Once the proposed split is complete, Prudential said it expects both companies to be big enough to feature on Britain's benchmark FTSE 100 stock index.
The industry is wrestling with the rising cost of regulation and pressure on fund management fees and Prudential's move follows Standard Life's merger with Aberdeen Asset Management in 2017 which led to the sale of the bulk of its insurance business to Phoenix Group last month.
As well as the demerger, Prudential disclosed the sale of a 12 billion-pound UK annuities book to Rothesay Life and posted results for 2017, which showed a 6 percent rise in operating profit to 4.7 billion pounds, beating market expectations of 4.6 billion pounds.

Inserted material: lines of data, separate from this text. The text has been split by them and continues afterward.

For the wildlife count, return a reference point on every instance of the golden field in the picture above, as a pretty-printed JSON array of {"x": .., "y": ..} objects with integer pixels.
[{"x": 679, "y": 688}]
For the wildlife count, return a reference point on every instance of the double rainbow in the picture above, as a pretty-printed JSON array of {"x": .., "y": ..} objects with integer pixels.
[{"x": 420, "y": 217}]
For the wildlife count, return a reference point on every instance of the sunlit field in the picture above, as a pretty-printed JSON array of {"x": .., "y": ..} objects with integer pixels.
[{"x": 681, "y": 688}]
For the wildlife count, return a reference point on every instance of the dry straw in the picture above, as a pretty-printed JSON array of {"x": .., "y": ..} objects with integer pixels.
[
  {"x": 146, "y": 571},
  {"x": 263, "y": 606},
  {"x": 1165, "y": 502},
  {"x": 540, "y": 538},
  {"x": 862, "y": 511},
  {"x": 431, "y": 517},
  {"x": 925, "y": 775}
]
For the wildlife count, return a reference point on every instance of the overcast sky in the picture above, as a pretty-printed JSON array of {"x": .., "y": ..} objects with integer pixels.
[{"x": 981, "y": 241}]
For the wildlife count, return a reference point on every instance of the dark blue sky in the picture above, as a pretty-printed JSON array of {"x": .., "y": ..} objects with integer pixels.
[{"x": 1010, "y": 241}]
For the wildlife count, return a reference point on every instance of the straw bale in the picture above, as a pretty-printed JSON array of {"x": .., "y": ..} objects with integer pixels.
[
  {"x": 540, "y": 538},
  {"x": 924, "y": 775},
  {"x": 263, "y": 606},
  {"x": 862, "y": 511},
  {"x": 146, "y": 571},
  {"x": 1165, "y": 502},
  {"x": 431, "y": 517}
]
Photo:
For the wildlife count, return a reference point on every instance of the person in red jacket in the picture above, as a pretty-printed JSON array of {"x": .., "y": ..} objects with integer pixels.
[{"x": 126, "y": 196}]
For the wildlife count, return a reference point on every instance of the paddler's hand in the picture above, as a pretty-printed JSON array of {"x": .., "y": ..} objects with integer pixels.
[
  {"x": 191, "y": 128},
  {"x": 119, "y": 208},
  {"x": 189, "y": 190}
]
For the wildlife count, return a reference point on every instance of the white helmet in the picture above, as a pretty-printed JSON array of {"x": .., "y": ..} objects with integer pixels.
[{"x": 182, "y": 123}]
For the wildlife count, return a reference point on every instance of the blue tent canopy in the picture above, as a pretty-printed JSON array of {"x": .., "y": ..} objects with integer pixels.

Prudential, which said in August that it was embarking on a restructuring that would see it combine its M&G asset management and UK and European insurance businesses, said the timing of the spin-off has not yet been set and would depend on a range of factors, including completion of the Rothesay Life deal.
Prudential's shares were up 5.4 percent to 19.25 pounds at 0841 GMT, taking it to the top of the FTSE 100 index.